The Nigerian National Petroleum Corporation, NNPC, said Tuesday that the federal government was not considering undertaking a review of the pump prices of petroleum products, especially Premium Motor Spirit, PMS, also known as petrol.
This came on a day the NNPC also said its subsidiary, Nidas Shipping Services, has resumed the international shipment of crude oil and petroleum products and had already got its first consignment.
In a statement in Abuja, Mr. Ndu Ughamadu, General Manager, Group Public Affairs Division of the NNPC, affirmed that contrary to the misinformation trending in the social media that the Federal Government had no plan to review prices of petroleum products, either downwards or upwards, there was no such plan.
Ughamadu stated that despite the fact that NNPC, since October, 2017, had been the sole importer of PMS into the country, as oil marketing companies, OMC, could not import due to the open market price being much higher than the N145 per litre official selling price, government had no plan to review the market prices of products.
He cautioned rumour mongers to be wary of the impacts their ignoble act could cause on prices of petroleum products, especially petrol as the festive period draws nearer.
He added that if not checked, the insinuation of unsubstantiated price review could lead to artificial scarcity, hoarding of products by consumers which might, in turn, result in unwarranted queues and suffering of Nigerians at fuel stations.
He advised members of the public to report any station which sells PMS above the N145 recommended price to the offices of the Department of Petroleum Resources, DPR, nationwide, which is saddled with the responsibility of monitoring and regulating the industry’s activities.
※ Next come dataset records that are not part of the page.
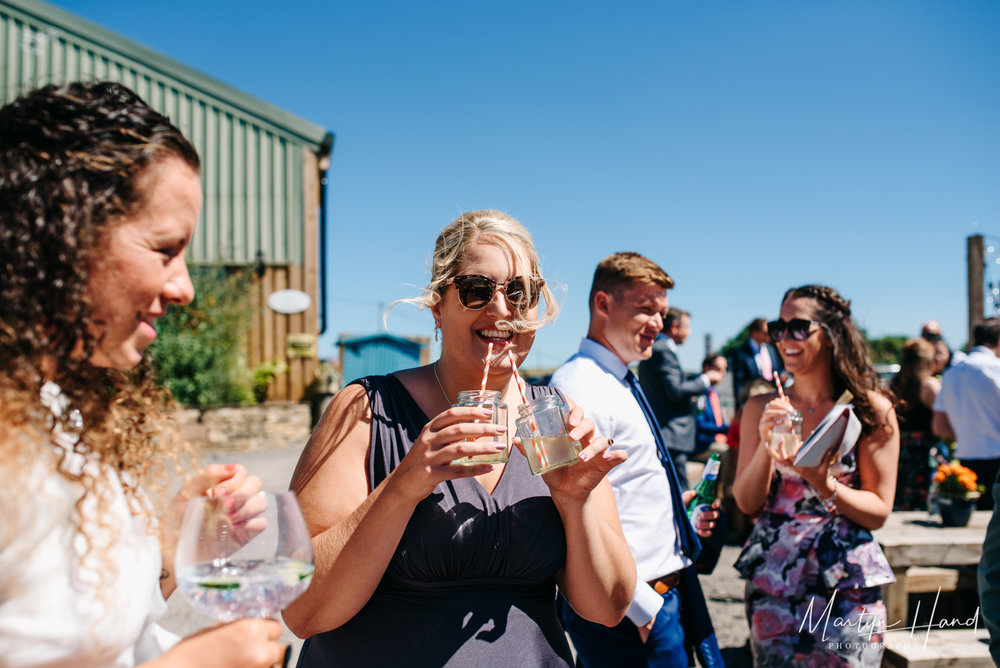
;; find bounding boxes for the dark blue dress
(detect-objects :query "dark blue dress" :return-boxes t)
[299,376,572,668]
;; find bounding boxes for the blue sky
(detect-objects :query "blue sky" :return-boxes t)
[47,0,1000,369]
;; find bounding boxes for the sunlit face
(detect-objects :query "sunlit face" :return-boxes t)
[704,357,729,376]
[775,297,833,374]
[934,339,951,374]
[431,239,538,376]
[594,281,669,364]
[86,157,201,369]
[667,315,691,345]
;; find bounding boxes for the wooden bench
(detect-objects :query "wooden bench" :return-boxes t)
[882,628,993,668]
[874,510,992,628]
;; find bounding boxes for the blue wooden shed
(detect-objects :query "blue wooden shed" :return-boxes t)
[337,334,430,385]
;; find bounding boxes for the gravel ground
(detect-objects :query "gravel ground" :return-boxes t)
[161,443,752,668]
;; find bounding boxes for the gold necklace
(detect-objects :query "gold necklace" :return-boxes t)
[434,359,451,406]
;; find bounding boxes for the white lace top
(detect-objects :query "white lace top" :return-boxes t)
[0,383,176,668]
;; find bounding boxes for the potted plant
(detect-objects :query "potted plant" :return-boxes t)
[934,459,983,527]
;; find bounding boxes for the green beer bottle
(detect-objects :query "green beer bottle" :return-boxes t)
[687,452,721,523]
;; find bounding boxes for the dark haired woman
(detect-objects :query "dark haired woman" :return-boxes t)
[0,83,285,668]
[734,285,899,666]
[889,338,947,510]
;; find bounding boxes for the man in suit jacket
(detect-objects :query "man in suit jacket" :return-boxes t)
[729,318,784,406]
[639,308,723,489]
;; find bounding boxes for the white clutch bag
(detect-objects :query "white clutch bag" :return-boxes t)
[795,404,861,467]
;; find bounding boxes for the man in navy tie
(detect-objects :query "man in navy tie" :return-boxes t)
[550,253,723,668]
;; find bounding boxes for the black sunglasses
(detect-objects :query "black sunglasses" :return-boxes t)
[767,318,823,343]
[446,274,545,311]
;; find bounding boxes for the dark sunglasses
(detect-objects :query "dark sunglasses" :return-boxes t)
[448,274,545,311]
[767,318,823,343]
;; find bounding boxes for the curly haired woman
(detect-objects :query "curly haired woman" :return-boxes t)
[0,83,285,668]
[733,285,899,666]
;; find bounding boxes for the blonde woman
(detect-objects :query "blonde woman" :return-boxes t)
[284,210,636,668]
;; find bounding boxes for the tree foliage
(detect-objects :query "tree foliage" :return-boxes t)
[149,267,254,408]
[865,335,907,364]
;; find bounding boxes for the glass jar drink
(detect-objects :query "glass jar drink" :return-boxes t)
[451,390,510,466]
[771,411,802,456]
[516,394,583,475]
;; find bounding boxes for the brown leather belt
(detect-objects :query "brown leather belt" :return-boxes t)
[648,571,681,594]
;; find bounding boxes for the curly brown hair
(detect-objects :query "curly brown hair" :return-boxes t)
[0,82,200,576]
[781,285,889,434]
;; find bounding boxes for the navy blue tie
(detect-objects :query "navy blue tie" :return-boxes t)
[625,370,701,561]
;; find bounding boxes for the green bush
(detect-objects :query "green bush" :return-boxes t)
[149,267,254,408]
[250,357,288,403]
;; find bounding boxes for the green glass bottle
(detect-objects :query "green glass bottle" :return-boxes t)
[687,452,722,521]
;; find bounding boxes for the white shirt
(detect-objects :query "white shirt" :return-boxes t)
[934,346,1000,462]
[0,383,176,668]
[549,339,691,626]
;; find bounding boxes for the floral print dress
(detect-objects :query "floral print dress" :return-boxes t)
[736,440,895,666]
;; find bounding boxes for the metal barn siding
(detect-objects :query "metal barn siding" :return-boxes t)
[337,334,429,385]
[0,0,333,399]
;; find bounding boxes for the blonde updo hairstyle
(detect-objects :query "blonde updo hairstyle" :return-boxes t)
[389,209,561,332]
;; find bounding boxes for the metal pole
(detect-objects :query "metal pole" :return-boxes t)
[967,234,986,342]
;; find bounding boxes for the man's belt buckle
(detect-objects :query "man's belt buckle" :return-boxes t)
[649,571,681,595]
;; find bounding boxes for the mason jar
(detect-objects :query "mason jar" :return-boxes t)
[515,394,583,475]
[451,390,510,466]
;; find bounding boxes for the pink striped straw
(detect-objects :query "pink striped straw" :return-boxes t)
[507,348,549,466]
[507,348,528,404]
[774,373,785,399]
[479,341,493,392]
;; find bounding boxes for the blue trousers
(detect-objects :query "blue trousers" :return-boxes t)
[559,589,691,668]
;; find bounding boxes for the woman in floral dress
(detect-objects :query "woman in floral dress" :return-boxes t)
[733,285,905,666]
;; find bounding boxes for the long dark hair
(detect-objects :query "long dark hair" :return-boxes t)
[0,82,200,564]
[781,285,887,434]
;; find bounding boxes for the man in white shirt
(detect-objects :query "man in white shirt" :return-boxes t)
[932,318,1000,510]
[550,253,722,668]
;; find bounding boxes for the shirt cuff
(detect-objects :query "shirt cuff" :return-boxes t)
[625,582,663,626]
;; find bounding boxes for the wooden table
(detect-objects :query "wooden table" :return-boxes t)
[874,510,993,626]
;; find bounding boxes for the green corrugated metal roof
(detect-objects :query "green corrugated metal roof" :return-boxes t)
[0,0,333,265]
[0,0,329,147]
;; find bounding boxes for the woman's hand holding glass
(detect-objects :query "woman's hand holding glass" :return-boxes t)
[390,406,507,502]
[176,492,313,621]
[514,406,628,500]
[757,397,802,467]
[758,398,830,493]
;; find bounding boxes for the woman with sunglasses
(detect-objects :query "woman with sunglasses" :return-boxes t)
[733,285,905,666]
[285,211,636,667]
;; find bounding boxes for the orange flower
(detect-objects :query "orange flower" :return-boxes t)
[933,460,980,498]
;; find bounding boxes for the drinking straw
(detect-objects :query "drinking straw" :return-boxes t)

Ughamadu said the recent statement of the Group Managing Director of the NNPC, Mr. Maikanti Baru, that the corporation had 37 days stock of PMS was sacrosanct, stressing that the NNPC’s helmsman had mapped out strategies to ensure Nigerians had a hitch-free festive season.
Meanwhile, the Nigerian National Petroleum Corporation, NNPC, Tuesday, said its subsidiary, Nidas Shipping Services, has resumed the international shipment of crude oil and petroleum products and had already gotten its first consignment.
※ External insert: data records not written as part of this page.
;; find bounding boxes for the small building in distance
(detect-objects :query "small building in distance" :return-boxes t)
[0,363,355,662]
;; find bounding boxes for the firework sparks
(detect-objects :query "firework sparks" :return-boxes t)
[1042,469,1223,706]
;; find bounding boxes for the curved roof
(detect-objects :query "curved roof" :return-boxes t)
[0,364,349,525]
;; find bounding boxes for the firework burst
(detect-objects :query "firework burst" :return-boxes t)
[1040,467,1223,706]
In a statement in Abuja, Group General Manager, Group Public Affairs Division of the NNPC, Mr. Ndu Ughamadu, said global tanker fixture’s report had acknowledged the chartering of LRI tanker, MV Atlantica Bridge by Nidas to load jet fuel from El Dekheila Port, Egypt, for delivery to Nigeria for Duke Oil.
The fixture report, he said, also captured Nidas’ booking of tanker Res Cogitans to load Mercuria’s gasoline cargo for early-November loading from Europe’s Amsterdam-Rotterdam-Antwerp (ARA) region to Offshore Lagos.
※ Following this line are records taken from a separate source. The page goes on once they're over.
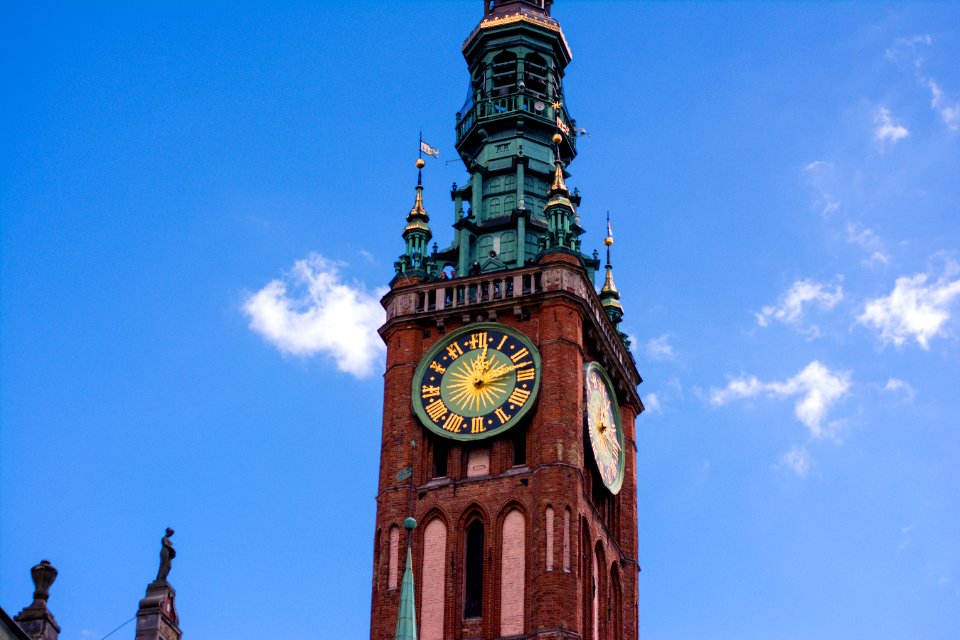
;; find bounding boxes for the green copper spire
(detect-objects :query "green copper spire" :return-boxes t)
[393,518,417,640]
[600,213,630,348]
[541,132,583,252]
[394,158,436,277]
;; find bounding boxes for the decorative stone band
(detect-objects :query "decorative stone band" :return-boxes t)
[462,9,573,59]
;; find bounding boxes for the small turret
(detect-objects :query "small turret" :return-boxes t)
[599,213,630,348]
[394,158,435,277]
[543,133,583,252]
[14,560,60,640]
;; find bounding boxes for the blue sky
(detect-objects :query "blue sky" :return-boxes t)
[0,0,960,640]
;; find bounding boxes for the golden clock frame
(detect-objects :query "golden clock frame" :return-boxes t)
[583,361,626,495]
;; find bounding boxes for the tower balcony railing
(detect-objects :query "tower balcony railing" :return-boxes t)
[457,92,576,148]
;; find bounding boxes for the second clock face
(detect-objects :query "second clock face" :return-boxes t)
[584,362,624,494]
[412,322,540,440]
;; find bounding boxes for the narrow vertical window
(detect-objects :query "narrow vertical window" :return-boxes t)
[500,509,526,636]
[590,553,600,640]
[463,520,483,618]
[373,529,383,591]
[420,518,447,640]
[513,429,527,467]
[544,507,553,571]
[433,438,449,478]
[387,525,400,589]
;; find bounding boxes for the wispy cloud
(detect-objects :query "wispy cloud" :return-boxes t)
[754,280,843,335]
[881,378,917,402]
[925,78,960,131]
[847,222,890,266]
[857,260,960,350]
[801,160,840,217]
[243,253,384,378]
[884,34,960,131]
[873,107,910,144]
[643,393,663,413]
[777,446,813,477]
[710,360,852,438]
[646,333,675,360]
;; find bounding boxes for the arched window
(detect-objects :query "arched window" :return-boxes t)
[544,507,553,571]
[463,520,483,618]
[493,51,517,96]
[523,53,548,97]
[578,515,597,640]
[500,509,526,636]
[430,438,450,478]
[610,561,623,638]
[593,541,611,640]
[387,525,400,589]
[420,518,447,640]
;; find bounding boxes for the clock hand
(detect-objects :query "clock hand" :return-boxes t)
[490,362,530,380]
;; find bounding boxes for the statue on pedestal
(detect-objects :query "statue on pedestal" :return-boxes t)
[156,527,177,582]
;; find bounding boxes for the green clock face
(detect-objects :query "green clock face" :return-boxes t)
[411,322,540,440]
[584,362,624,494]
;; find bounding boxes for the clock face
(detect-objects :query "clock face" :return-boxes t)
[411,322,540,440]
[584,362,624,494]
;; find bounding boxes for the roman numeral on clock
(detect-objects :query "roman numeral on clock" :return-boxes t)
[510,347,530,362]
[470,416,487,433]
[507,389,530,407]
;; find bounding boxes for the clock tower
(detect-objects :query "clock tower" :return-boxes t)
[370,0,643,640]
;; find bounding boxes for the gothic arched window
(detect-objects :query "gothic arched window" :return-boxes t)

He further stated that as part of strategy to ensure effective participation in the entire supply value chain, NIDAS would optimize right of first refusal offer in the NNPC annual crude oil term and Direct-Sale-Direct Purchase, DSDP, agreements with off-takers.
Under the terms of the deal, Ughamadu said the off-takers are obligated to offer the NNPC shipping subsidiary the right of first refusal in freighting of cargoes.
He noted that the re-entry of NIDAS into the international shipment of crude oil and petroleum products was after seven years after falling out of reckoning in the global oil freight trade.
According to Ughamadu, NIDAS’s re-entry is in tandem with the ongoing strategic re-engineering of some NNPC subsidiaries to ensure multiple income streams and value addition to the corporation, in line with the aspiration of the corporation’s Group Managing Director, Mr. Maikanti Baru.
He explained that as a first step to regain its market position, NIDAS had established a robust chartering and operation desk in its UK office to help the company secure sea-going vessels from spot market to herald its market re-entry and foster strong competitive edge.
He further stated that the long-term aspiration of the company was to own and operate a fleet to secure a significant market share in the global shipping market.
Mr. Ughamadu said the development was part of Baru’s 12 Business Focus Areas (12BUFA) which he unfolded when he took over the leadership of the corporation in 2016.
Incorporated in 2007 as a Joint Venture between NNPC, Daewoo Shipbuilding and Marine Engineering Company Limited, DSME, Ughamadu noted that Nidas wa, at present, a wholly owned subsidiary of the corporation.
“Subsequently, a Board of Directors was inaugurated by the GMD with Engr. Henry Ikem Obih, Chief Operating Officer Downstream, as chairman, while Mr. Lawal Sade was appointed Managing Director, with mandate to drive the turn-around process and effective re-entry strategy of Nidas into the international oil shipping business,” he added.